I had an aunt and uncle who planned many of their vacations around their favorite hobby – golf. Their travel plans usually included some research into the local golf links and their luggage almost always included their clubs. When I was a kid I found that strange. You go on vacation to see and do things, not play golf, I thought. Enter photography, my hobby and I gained some understanding of my aunt and uncle.
When Cora and I visited Lafayette Cemetery I went there primarily with a photographic goal in mind. Not that its a bad thing but in my overriding zeal for selecting the ideal shots I neglected the fascinating history and the fact that these monuments represent real lives and real stories. I came away with what I thought were some good shots but I left behind an understanding of the place and the stories behind those photos.
What did I miss? I missed the Koenig Tomb, which was never used but has been left open allowing visitors to see the inside of one of these structures. I didn’t recognize the famous Jefferson Fire Company No. 22 Tomb nor did I see the resting place of Judge John Howard Ferguson, the judge in the famous Plessy versus Ferguson case that eventually made its way to the Supreme Court, establishing the concept of separate but equal. I didn’t realize the impact of a nearly century long epidemic of yellow fever. I’m a history buff yet I didn’t take the care to recognize the many epitaphs that commemorate the Civil War dead residing there, many of them describing the place where they perished.
Did you know that the Vampire Lestat has his home in Lafayette Cemetery #1? Well, he doesn’t really, but the Karstendiek Tomb served as the inspiration for Lestat’s tomb in the film An Interview with the Vampire.
Part of the point of all of this is that it is well worth either hiring a good guide or doing some extensive research in advance of your visit here. These sites are a view into the history and society of a fascinating time and place in America. From the photographer’s point of view by all means take advantage of this singular opportunity but take the time to understand what you’re shooting so that you can later compliment your photos with the stories behind them.

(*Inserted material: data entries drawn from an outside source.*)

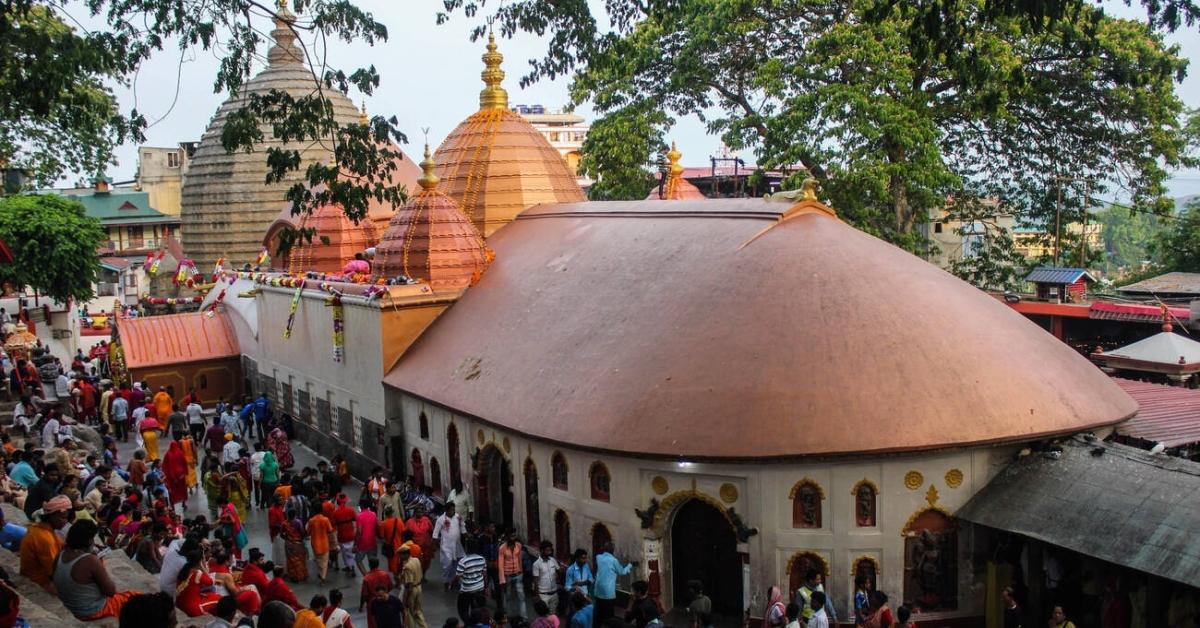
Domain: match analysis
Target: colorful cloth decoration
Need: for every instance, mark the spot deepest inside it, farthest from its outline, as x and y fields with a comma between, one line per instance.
x=335, y=301
x=292, y=314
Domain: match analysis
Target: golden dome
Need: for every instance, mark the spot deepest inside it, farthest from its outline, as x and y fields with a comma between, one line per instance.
x=432, y=240
x=676, y=186
x=226, y=205
x=496, y=165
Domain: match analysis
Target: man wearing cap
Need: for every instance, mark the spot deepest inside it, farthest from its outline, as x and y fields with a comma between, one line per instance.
x=346, y=524
x=232, y=450
x=42, y=543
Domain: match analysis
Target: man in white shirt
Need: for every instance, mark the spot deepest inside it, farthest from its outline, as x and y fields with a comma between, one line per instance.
x=545, y=575
x=819, y=620
x=232, y=450
x=51, y=432
x=196, y=420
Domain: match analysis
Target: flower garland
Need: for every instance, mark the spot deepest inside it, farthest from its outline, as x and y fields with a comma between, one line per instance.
x=335, y=301
x=171, y=300
x=292, y=315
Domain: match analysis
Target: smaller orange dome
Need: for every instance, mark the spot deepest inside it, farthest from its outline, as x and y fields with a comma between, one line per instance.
x=676, y=187
x=432, y=240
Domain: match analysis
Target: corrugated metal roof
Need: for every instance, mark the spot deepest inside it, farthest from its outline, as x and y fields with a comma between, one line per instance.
x=1110, y=501
x=1167, y=414
x=174, y=339
x=1168, y=283
x=1057, y=275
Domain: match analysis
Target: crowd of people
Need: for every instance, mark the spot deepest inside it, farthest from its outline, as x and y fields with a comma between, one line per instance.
x=85, y=506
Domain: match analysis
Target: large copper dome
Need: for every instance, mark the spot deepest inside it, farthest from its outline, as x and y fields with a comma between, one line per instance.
x=496, y=165
x=227, y=207
x=742, y=329
x=431, y=239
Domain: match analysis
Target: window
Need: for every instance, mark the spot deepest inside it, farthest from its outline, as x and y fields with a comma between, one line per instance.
x=455, y=465
x=807, y=498
x=867, y=568
x=436, y=476
x=533, y=514
x=600, y=482
x=558, y=471
x=562, y=536
x=865, y=495
x=930, y=570
x=418, y=468
x=801, y=564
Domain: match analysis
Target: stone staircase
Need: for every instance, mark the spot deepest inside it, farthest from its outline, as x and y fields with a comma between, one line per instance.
x=43, y=610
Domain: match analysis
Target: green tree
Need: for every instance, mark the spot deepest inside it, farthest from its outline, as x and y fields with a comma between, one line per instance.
x=619, y=150
x=58, y=115
x=53, y=243
x=1180, y=245
x=889, y=131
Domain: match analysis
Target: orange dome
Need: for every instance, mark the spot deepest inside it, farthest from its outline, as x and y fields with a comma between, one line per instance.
x=496, y=165
x=676, y=186
x=432, y=240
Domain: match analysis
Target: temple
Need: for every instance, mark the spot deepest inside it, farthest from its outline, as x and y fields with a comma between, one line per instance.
x=733, y=390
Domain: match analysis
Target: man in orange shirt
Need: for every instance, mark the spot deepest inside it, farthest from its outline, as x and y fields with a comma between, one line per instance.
x=319, y=530
x=346, y=521
x=41, y=544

Its a lesson that I hope I’ve learned.
Above – A row of tombs in photographed in their natural color. Below – Edited later into a spectral monochrome to give it a ghostly feel.
6 thoughts on “Nola’s Cities of the Dead Part II”
Great pictures and heart-wrenching stories. Old cemeteries can be full of interesting tales. Now that you know more, wouldn’t it be nice to go back there and find the places you missed?
Yes I would like to go back. When we’d returned from our trip I watched an HBO series called Treme that showed me a lot of other things that I’d missed. There is so much that is unique about NOLA. The music, the culture, the food and the sites. Thank you very much for the compliment.
I love the photos and the history behind them. Good advice!
Thank you so much for the kinds words Susanne. Very much appreciated.
It’s interesting that these tombs are above ground level. Would that be because of the high water table?
Hi Audrey, Yes the water table is the reason for the above ground tombs. Those that actually want something closer to the traditional rest in what’s called a coping grave in which the site is encased in sealed walls. The Sweeney grave site in my post is an example.